One evening, as I was blaring David Bowie’s “Under Pressure” (a college staple) from my computer and desperately trying to figure out how to crop things in photoshop, Dan opened the door to my office, dragging a cushy chair behind him.
“I stole this from multimedia,” he said, making himself comfortable. “Why are your lights off, dude?”
Relishing the opportunity to ignore my current technical difficulties, I spun around and faced him.
“I get distracted when I can see everything, so I keep the lights off when I need to work,” I said in as matter-of-fact, I’m-not-crazy-I-swear a tone as I could possibly muster under the circumstances.

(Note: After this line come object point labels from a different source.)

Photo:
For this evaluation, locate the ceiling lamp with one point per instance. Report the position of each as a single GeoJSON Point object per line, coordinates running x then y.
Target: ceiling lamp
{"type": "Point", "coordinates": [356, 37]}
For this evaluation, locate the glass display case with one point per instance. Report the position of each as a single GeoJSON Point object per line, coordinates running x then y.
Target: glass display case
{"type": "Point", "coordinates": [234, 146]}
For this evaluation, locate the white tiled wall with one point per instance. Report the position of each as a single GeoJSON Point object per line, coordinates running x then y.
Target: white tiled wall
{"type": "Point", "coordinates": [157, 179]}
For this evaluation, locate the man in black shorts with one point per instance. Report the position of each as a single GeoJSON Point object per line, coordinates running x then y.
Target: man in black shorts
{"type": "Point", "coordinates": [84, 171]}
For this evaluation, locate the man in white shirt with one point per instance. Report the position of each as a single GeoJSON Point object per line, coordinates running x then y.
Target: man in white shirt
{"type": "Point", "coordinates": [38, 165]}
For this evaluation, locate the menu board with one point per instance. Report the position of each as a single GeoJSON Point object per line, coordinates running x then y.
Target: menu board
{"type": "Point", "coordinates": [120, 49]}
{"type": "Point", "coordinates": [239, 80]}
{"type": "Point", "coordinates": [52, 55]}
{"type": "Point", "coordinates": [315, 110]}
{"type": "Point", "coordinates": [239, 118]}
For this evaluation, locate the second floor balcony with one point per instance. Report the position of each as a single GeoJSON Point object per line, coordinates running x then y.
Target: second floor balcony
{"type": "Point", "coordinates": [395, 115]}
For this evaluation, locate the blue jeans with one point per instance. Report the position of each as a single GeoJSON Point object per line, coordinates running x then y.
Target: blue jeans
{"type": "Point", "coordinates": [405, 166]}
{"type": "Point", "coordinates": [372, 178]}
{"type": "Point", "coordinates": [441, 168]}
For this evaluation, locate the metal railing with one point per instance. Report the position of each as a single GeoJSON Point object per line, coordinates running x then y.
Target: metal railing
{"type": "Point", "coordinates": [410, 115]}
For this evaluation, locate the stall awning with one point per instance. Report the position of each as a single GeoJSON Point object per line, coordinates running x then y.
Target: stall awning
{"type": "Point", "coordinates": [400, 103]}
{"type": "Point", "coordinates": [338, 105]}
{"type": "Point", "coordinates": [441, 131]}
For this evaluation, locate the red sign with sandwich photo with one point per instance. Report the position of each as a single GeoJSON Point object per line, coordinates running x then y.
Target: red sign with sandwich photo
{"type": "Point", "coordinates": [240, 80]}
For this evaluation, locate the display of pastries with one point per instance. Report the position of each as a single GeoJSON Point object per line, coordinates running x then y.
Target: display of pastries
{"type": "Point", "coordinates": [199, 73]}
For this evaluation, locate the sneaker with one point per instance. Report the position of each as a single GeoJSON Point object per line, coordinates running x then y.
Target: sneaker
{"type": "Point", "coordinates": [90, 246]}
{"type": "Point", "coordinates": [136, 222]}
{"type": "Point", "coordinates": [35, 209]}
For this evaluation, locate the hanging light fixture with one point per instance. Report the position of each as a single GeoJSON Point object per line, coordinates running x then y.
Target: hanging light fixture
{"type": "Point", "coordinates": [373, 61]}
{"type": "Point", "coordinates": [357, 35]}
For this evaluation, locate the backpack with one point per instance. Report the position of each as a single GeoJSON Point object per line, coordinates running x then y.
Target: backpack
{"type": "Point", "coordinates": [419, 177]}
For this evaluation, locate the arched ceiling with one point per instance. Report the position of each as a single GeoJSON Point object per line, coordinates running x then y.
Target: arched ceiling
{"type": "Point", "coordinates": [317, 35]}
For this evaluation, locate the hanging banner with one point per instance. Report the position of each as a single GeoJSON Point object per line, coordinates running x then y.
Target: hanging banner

“Hmm,” he said, looking around my two-bit working space. “I’ve been stalking you on Instagram a bit,” he said still examining the white boards and the sticky notes everywhere. “Your students looked really cool.”
“Wait, which picture did you see?” I asked, excited to talk about something other than how badly I was fulfilling my duties as photo queen.
“The one with the kid wearing the meme shirt,” he said. “And a couple others. What was it like teaching in Europe?”
And I was off. I told him about the Wall-of-Shame and our English Clubs. I told him about the rascals and the angels and all their crazy antics. I told him how much I loved being a teacher and how much I miss it. And it all came out so naturally, like it was any other part of my life.
We compared notes about pre-teens for a bit and then the multimedia editor came back looking for her chair.
Dan got up to go and I went back to work. It felt so normal I didn’t even realize immediately the significance of that conversation. I was able to talk about Prague, about a part of my life that I have been feeling like I lost, without the ache that comes with it.
It was just another memory. Just another time. Just another piece of me to share with a piece of someone else.
I had no idea how badly I needed people this month until they turned up. Part of what has made coming home so hard has been the gaping hole in my heart, carved out by precious children and fearlessly loving teachers who welcomed me with open arms and made me one of their own.
As difficult as it is to be the new person, it is incredibly humbling and incredibly beautiful to once again be the object of friendship from strangers. To be included. To be offered a place in a family of human beings who are loyal and kind to each other for reasons the rational mind cannot fathom. And so, to be reminded of the goodness of God as He is reflected in His extraordinary people.